I thank the member for Pearce for the motion a lot of which I disagree with fundamentally, other than point 3 where the work of the ACCs is recognised. I want to touch a little bit on the history of the ACCs and on my understanding of them. As someone who has been engaged in regional development for a long period of time, both at the local level and as a consultant, I did a lot of work across the country in regional development.

One of the issues that I think happened under the previous government is that the area consultative committees were regional development bodies. They were established to do economic development, to do social development, and they had a great role to play in skills and training and in providing a good understanding of what the economic development needs were for a region. They were also important alongside the regional economic development organisations, which were abolished and gradually phased out. I think there is one still existing nationally, but they had a really important role to play in regional development.

What happened under the previous government was that they became grants processing bodies. They ceased to be regional development and economic development bodies. What our regions desperately need is not a grants body because regional partnerships grants in themselves are not regional development. What happened under the previous government is we ceased to have a regional development program that not just enabled funding a good project, which is important, but actually worked together with business, with labour organisations, with not-for-profit organisations and with local government to say, ‘What is it that our region desperately needs government to do to grow our economy? What does our region desperately need government to do to make sure that the social and cultural wellbeing of our region is being looked after?’ That is what happened under the previous government.

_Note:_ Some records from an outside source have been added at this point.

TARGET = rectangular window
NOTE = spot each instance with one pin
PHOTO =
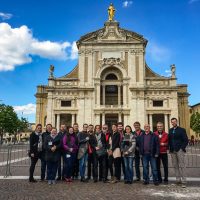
(157, 103)
(66, 103)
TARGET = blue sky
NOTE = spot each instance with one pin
(35, 34)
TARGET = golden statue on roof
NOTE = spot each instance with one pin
(111, 12)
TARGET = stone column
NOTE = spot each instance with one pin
(97, 118)
(166, 123)
(119, 95)
(103, 119)
(124, 95)
(98, 94)
(151, 121)
(119, 117)
(104, 97)
(58, 122)
(73, 119)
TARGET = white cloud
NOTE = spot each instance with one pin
(74, 51)
(5, 16)
(126, 4)
(168, 73)
(17, 45)
(192, 1)
(158, 52)
(25, 109)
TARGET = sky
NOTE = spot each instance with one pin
(35, 34)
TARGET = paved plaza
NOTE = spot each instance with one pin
(17, 186)
(23, 190)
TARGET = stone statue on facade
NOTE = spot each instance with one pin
(51, 71)
(111, 12)
(173, 71)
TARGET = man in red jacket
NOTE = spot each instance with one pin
(163, 137)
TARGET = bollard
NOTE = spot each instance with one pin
(8, 172)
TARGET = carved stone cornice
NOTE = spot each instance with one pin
(111, 61)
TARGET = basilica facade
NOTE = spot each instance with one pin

I think the difference we are having in this particular debate is very much about the experiences that regional MPs in the Labor Party had under the previous government, which is very, very different to the experiences that regional MPs in the National and Liberal parties had under the previous government. They may like to say that the Howard government was fair but that was not what happened in our regions. You have many regional MPs on the Labor Party side who are saying to you, ‘Regional partnerships did not treat all regions equally.’ It was a funding program that was unfortunately largely discredited because of the actions of the previous government. There were good projects but they were largely discredited because of the way they were dealt with.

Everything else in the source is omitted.